Their two‑pronged approach first re‑examines flow status at existing CSCI reference sites to determine whether reference sites used in the index development are intermittent or perennial. Second, teams are identifying and sampling new intermittent reference sites, prioritizing ecoregions with large gaps (North Coast, Modoc, Lahontan, Western Sierra, Central Coast and Interior chaparral areas). Recon efforts have created thousands of candidate points from road/NHD intersections and a rudimentary reference screen using NLCD code 21 (open space/developed), road density and active mine presence.

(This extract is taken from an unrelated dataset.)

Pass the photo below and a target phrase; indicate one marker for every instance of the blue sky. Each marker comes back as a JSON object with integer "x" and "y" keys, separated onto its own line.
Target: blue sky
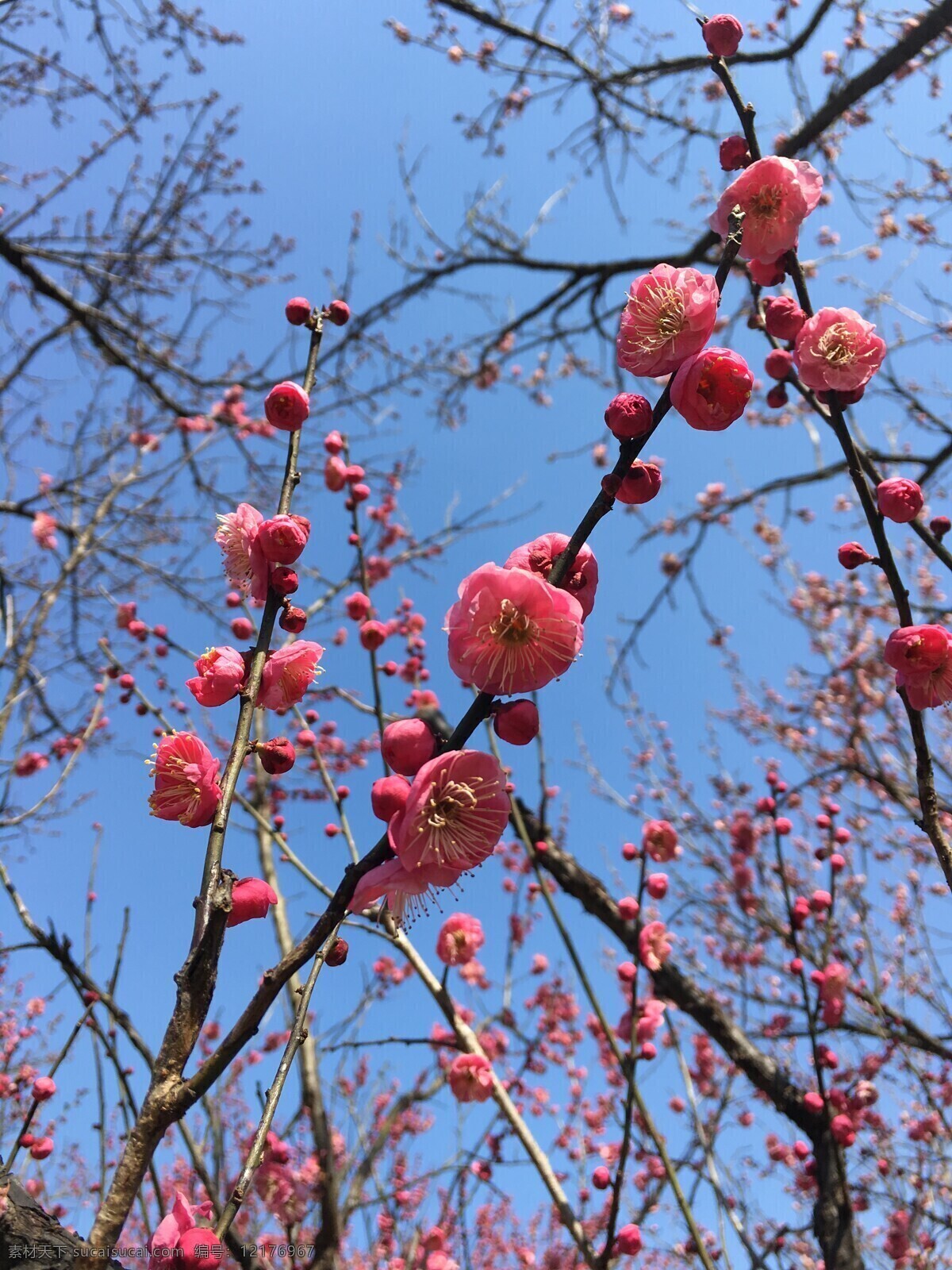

Nathan Mack described field screening methods used during recon: crews will deploy Onset Tidbit loggers to record presence/absence of water and temperature for two years, and use photos and PHAB habitat notes to confirm reach‑scale human influence and hydrologic state. Teams reported 58 stations with benthic macroinvertebrate (BMI) data so far (not counting Bay Area sites), and 30 new stations from 2025 fall recon planned for 2026 sampling. SWAMP staff and partner biologists can field up to ~30 sites per week during recon.
The presenters noted regional differences: Southern California has dense intermittent‑site coverage and shows good CSCI performance there; other regions remain data‑poor and will need targeted effort. They emphasized that the CSCI was developed without explicit flow‑type stratification and that establishing intermittent reference sites will inform whether a single statewide threshold (0.79) is appropriate or whether region‑ or flow‑type‑specific thresholds are needed.
Audience questions covered sampling windows for short‑flow sites, groundwater‑dependent ecosystem mapping as a data source, and practical constraints such as logging and drilling for water table monitoring. Presenters said sites flowing <3 months may not develop benthic communities suitable for the CSCI model and might be non‑applicable, and that they will prioritize resampling 2025 sites with low CSCI scores and possible later index‑period timing in 2026.